The Thames barrier was erected in 1989 to provide flood control to the upper reaches of the Thames River including the heavily populated areas of London. The gates could be raised from the riverbed into a vertical defense position in the event high surge tides threatened the London metropolitan area.
In October of 1997 a sand dredger, the Sand Kite, wrecked into one of the main gates of the Thames barrier. The ship was damaged and dumped its load of sand and aggregate, then sank onto the gate where it sat for several days atop its load. This caused paint failure and premature corrosion on the flat face of the gate. The failure of this gate could have had potentially disastrous effects on London, with flooding damage estimated at UK$21 Billion and extensive loss of life.
The UK’s Environment Agency had several requirements for the any repairs that were undertaken on the damaged gate.
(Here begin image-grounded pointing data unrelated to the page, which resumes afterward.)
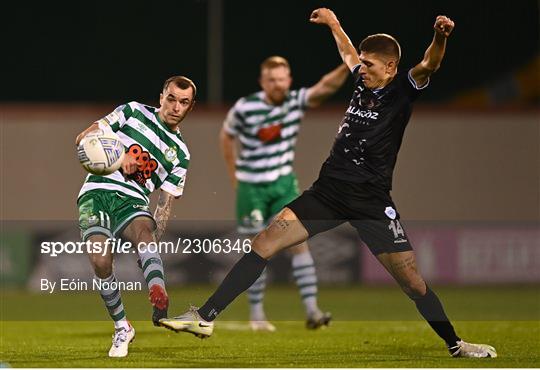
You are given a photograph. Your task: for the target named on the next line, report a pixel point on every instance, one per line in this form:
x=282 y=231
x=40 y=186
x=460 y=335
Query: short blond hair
x=274 y=62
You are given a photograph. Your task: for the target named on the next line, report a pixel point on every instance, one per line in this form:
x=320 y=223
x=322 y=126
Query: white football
x=101 y=153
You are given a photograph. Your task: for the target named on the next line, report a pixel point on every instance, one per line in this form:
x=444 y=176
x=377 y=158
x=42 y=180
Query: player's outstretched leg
x=140 y=233
x=305 y=278
x=124 y=332
x=257 y=317
x=284 y=231
x=402 y=266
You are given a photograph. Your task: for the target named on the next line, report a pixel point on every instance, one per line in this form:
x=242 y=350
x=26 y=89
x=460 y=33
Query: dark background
x=117 y=51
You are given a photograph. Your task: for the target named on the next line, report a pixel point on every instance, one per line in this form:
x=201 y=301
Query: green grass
x=373 y=327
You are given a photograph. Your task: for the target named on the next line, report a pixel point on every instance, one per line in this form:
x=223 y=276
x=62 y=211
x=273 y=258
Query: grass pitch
x=373 y=327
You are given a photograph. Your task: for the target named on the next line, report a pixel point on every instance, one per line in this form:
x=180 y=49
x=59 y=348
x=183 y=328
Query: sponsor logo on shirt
x=363 y=113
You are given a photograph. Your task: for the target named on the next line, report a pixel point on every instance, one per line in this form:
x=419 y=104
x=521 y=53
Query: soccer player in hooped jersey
x=117 y=205
x=354 y=183
x=266 y=124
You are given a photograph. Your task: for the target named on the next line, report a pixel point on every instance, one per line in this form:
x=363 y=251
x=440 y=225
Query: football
x=101 y=153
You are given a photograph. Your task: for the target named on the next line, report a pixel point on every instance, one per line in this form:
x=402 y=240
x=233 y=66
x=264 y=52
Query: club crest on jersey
x=92 y=220
x=390 y=212
x=170 y=154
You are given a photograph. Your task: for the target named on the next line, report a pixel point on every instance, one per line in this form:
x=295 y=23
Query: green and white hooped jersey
x=141 y=131
x=267 y=134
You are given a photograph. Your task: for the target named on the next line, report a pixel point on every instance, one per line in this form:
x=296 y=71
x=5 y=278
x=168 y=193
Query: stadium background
x=467 y=181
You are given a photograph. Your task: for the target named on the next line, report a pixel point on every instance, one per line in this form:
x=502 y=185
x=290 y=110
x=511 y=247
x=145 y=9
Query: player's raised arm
x=327 y=86
x=162 y=213
x=435 y=52
x=345 y=47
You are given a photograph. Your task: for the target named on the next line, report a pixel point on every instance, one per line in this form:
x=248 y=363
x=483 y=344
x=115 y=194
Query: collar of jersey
x=164 y=125
x=263 y=99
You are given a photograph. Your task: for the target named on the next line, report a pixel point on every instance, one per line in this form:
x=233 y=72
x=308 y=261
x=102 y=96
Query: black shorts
x=370 y=210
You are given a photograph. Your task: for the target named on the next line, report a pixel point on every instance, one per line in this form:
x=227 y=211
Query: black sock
x=239 y=279
x=431 y=309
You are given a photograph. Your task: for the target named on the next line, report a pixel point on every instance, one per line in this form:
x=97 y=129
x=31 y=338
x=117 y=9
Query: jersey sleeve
x=174 y=183
x=235 y=120
x=116 y=119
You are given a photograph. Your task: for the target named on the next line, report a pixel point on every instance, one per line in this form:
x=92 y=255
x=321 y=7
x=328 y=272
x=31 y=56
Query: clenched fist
x=443 y=25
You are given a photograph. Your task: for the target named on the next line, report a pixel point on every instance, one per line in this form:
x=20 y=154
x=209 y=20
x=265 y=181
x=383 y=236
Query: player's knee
x=102 y=266
x=414 y=288
x=143 y=233
x=263 y=245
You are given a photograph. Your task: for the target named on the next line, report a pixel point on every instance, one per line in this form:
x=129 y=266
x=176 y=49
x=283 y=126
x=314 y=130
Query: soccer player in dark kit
x=354 y=183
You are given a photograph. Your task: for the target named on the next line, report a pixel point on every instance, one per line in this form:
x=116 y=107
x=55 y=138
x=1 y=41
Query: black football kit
x=355 y=181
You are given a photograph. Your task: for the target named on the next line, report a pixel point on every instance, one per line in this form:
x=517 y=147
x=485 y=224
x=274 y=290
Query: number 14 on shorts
x=396 y=228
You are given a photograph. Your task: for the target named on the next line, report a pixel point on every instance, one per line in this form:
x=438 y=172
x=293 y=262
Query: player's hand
x=443 y=25
x=323 y=16
x=129 y=165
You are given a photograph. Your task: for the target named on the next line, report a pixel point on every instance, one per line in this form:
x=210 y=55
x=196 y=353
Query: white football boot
x=121 y=340
x=189 y=322
x=318 y=320
x=464 y=349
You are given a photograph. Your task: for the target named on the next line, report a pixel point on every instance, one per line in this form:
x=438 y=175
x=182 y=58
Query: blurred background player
x=117 y=205
x=266 y=124
x=355 y=182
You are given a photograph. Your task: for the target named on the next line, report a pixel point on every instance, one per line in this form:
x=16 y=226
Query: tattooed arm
x=162 y=212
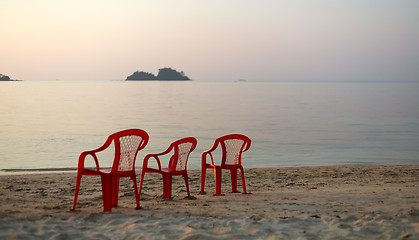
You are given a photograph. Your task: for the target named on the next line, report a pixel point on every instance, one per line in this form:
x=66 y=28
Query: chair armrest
x=93 y=154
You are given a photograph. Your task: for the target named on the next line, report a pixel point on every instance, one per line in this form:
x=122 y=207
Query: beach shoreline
x=348 y=202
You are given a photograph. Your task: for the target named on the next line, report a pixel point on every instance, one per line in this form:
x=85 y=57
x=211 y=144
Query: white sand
x=343 y=202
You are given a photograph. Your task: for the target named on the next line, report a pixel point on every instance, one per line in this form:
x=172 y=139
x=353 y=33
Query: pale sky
x=217 y=40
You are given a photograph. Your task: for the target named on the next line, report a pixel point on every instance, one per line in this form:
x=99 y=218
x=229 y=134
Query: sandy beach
x=333 y=202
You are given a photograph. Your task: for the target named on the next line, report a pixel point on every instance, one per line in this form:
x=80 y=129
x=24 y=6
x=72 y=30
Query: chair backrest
x=182 y=148
x=127 y=144
x=232 y=146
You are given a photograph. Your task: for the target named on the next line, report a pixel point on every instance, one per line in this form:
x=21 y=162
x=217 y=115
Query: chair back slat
x=184 y=149
x=128 y=148
x=233 y=150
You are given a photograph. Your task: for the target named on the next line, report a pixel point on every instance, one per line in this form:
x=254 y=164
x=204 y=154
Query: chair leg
x=217 y=173
x=243 y=183
x=137 y=196
x=203 y=175
x=115 y=191
x=233 y=173
x=107 y=193
x=167 y=186
x=141 y=182
x=185 y=176
x=76 y=193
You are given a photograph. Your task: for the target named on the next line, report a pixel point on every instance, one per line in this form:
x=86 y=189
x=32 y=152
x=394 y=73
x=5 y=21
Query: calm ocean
x=47 y=124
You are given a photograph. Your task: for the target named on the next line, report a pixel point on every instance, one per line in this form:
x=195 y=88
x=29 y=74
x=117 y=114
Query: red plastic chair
x=232 y=147
x=127 y=144
x=177 y=164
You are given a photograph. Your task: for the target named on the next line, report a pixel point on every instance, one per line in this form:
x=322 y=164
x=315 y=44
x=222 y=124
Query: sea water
x=47 y=124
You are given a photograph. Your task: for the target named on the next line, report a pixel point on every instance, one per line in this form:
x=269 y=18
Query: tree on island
x=164 y=74
x=4 y=77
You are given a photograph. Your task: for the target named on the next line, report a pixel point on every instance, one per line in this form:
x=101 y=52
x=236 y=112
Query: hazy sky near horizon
x=211 y=40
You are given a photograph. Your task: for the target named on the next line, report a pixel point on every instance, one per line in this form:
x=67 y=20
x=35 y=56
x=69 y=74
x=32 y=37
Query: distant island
x=165 y=74
x=5 y=78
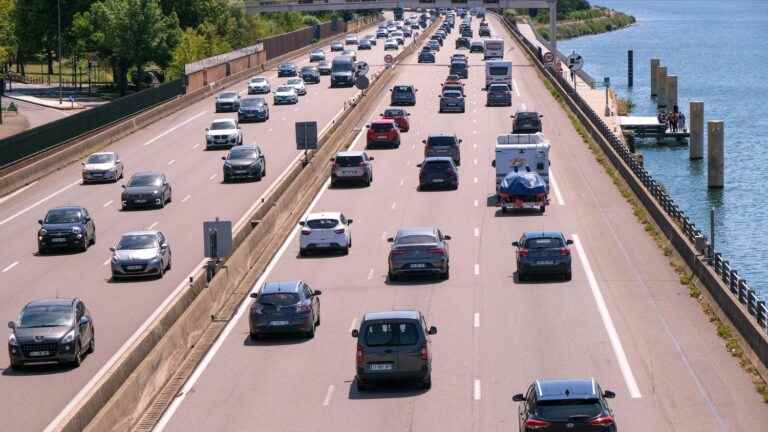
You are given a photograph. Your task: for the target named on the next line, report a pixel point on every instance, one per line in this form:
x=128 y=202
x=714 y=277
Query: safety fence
x=741 y=291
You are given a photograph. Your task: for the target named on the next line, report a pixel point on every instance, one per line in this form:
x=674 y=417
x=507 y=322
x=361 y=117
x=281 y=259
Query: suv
x=577 y=405
x=526 y=122
x=351 y=166
x=403 y=94
x=383 y=131
x=443 y=145
x=543 y=253
x=393 y=346
x=284 y=307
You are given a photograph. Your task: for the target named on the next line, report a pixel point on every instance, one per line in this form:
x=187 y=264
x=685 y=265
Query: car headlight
x=69 y=337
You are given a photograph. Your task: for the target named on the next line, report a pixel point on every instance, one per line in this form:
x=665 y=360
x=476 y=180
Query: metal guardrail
x=740 y=289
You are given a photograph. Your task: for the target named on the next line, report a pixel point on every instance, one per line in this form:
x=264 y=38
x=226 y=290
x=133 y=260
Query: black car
x=284 y=307
x=253 y=108
x=526 y=122
x=66 y=228
x=245 y=161
x=52 y=330
x=146 y=189
x=573 y=405
x=286 y=69
x=543 y=253
x=310 y=74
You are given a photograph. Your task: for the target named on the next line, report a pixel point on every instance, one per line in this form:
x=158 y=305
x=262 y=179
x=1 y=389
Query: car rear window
x=322 y=223
x=391 y=334
x=569 y=409
x=544 y=243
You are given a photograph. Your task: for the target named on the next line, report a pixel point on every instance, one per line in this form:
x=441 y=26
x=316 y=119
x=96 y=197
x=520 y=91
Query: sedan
x=325 y=232
x=141 y=254
x=246 y=161
x=543 y=253
x=66 y=228
x=104 y=166
x=146 y=188
x=419 y=251
x=51 y=330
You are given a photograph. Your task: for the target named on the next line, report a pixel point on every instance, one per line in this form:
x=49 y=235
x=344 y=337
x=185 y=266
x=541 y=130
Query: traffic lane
x=108 y=304
x=654 y=308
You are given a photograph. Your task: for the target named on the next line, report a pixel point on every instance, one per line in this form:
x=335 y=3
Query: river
x=719 y=51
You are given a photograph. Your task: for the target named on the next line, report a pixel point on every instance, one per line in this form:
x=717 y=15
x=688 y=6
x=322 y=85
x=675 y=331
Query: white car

The barrier gate could not be taken out of service and had to be able to be closed at any time with a 1-hour notice to the cleaning contractor. In addition, there could be no environmental pollution or potential release into the environment during the surface preparation procedures. The twice-daily 21-foot tides and heavily traveled river created logistics problems for any repair to the gates. Because of these constraints any surface preparation that required stationary staging was rejected.
The remotely controlled, vacuum attached JetTractm system provided by UHP Projects, Inc. was used to clean and prepare the surface of the gate for recoating. This system uses Ultra High Pressure (40,000 PSI) waterjets to strip the coatings from the surface. A patented seal allows the remote JetTractm crawler to attach itself to the gate using vacuum supplied by a remote vacuum skid. The paint and water is completely contained in a vacuum shroud and removed down a hose to a vacuum system located on a barge. The JetTractm crawler is remotely controlled and can move in any direction in both the horizontal and vertical positions as well as overhead.